I also saw this answer, but it seems to apply only to an existing repository.
Is there a way to deactivate the proxy usage only for one command invocation? In this case, the initial clone?
I always set:
no_proxy=.mycompany
(export
if I am on Unix, or a simple set
on Windows)
It is enough to bypass the proxy for all intranet url ending with ".mycompany
".
See for an example:
- "Can't update/install using composer behind a corporate firewall"

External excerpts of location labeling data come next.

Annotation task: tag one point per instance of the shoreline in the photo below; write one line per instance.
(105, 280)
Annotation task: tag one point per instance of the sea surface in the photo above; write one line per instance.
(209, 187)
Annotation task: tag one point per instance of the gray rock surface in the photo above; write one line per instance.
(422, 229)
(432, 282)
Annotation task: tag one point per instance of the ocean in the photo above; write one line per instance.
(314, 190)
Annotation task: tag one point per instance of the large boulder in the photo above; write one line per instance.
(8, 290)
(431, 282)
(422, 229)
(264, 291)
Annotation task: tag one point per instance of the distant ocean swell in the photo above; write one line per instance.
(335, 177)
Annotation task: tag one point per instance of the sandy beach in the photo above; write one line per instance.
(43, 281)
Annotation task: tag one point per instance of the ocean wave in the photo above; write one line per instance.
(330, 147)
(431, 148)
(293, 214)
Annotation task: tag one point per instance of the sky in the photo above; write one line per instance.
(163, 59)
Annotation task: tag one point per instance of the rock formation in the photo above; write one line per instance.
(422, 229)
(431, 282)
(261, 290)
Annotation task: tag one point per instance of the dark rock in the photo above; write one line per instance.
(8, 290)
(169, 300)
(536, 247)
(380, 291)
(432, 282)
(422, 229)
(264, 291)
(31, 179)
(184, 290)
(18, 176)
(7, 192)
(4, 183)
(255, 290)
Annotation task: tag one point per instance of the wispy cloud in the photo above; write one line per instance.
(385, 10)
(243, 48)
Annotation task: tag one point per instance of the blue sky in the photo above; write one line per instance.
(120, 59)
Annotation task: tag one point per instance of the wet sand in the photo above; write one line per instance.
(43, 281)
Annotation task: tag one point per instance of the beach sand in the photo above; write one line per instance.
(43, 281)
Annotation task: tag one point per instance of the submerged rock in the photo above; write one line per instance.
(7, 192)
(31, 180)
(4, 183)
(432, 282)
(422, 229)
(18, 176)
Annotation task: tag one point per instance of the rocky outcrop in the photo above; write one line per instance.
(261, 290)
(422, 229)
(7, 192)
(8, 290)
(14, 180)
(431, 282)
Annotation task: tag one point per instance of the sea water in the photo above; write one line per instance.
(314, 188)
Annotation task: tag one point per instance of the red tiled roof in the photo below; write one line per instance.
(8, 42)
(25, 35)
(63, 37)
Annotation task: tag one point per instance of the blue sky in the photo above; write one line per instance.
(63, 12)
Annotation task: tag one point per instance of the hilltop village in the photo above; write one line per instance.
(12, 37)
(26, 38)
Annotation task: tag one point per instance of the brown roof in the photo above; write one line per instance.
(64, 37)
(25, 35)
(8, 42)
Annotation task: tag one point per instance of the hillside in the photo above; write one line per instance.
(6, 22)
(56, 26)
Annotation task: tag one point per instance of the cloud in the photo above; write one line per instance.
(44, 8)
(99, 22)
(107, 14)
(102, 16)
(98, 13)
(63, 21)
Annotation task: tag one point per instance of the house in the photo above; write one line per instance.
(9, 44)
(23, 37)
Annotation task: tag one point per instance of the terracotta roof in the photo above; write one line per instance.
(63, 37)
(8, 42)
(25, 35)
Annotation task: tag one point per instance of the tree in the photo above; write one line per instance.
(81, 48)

- "Only use a proxy for certain git urls/domains?"
- "Cannot do
git-svn fetch
behind proxy"
I use it in my own project: .proxy.example
:
export http_proxy=http://username:userpassword@server.company:port
export https_proxy=http://username:userpassword@server.company:port
export no_proxy=.company localhost
What I like to do is set two Git aliases:
~/.gitconfig
[alias]
noproxy = config --global --remove-section http
proxy = config --global http.proxy http://127.0.0.1:9666
Note that I didn't use config --global --unset http.proxy
to reset the proxy because that leaves behind the [http]
section heading, so after repeatedly enabling and disabling the proxy your .gitconfig
will be polluted with a bunch of empty [http]
section headings. No big deal, but it's just annoying.
In some cases, such as behind corporate firewalls, you need to configure ~/.ssh/config
instead. The setup becomes slightly more complicated:
~/.gitconfig
[alias]
noproxy = !sh -c 'cp ~/.ssh/config.noproxy ~/.ssh/config'
proxy = !sh -c 'cp ~/.ssh/config.proxy ~/.ssh/config'
~/.ssh/config.noproxy
Host github.com-username
HostName github.com
User git
IdentityFile ~/.ssh/id_rsa
~/.ssh/config.proxy
Host *
ProxyCommand connect -H 127.0.0.1:9666 %h %p
Host github.com-username
HostName github.com
User git
IdentityFile ~/.ssh/id_rsa
You can even combine the two methods by changing the aliases to this:
[alias]
noproxy = !sh -c 'git config --global --remove-section http 2> /dev/null && cp ~/.ssh/config.noproxy ~/.ssh/config'
proxy = !sh -c 'git config --global http.proxy http://127.0.0.1:9666 && cp ~/.ssh/config.proxy ~/.ssh/config'
Now I can simply type git noproxy
to disable the proxy and git proxy
to enable it. You can even switch among multiple proxies by creating more aliases.
In my case, I was able to disable git clone requests going through the proxy in my corporate setting by executing
git config --global --add remote.origin.proxy ""
As per the git documentation, this disables all requests to that remote repo named origin.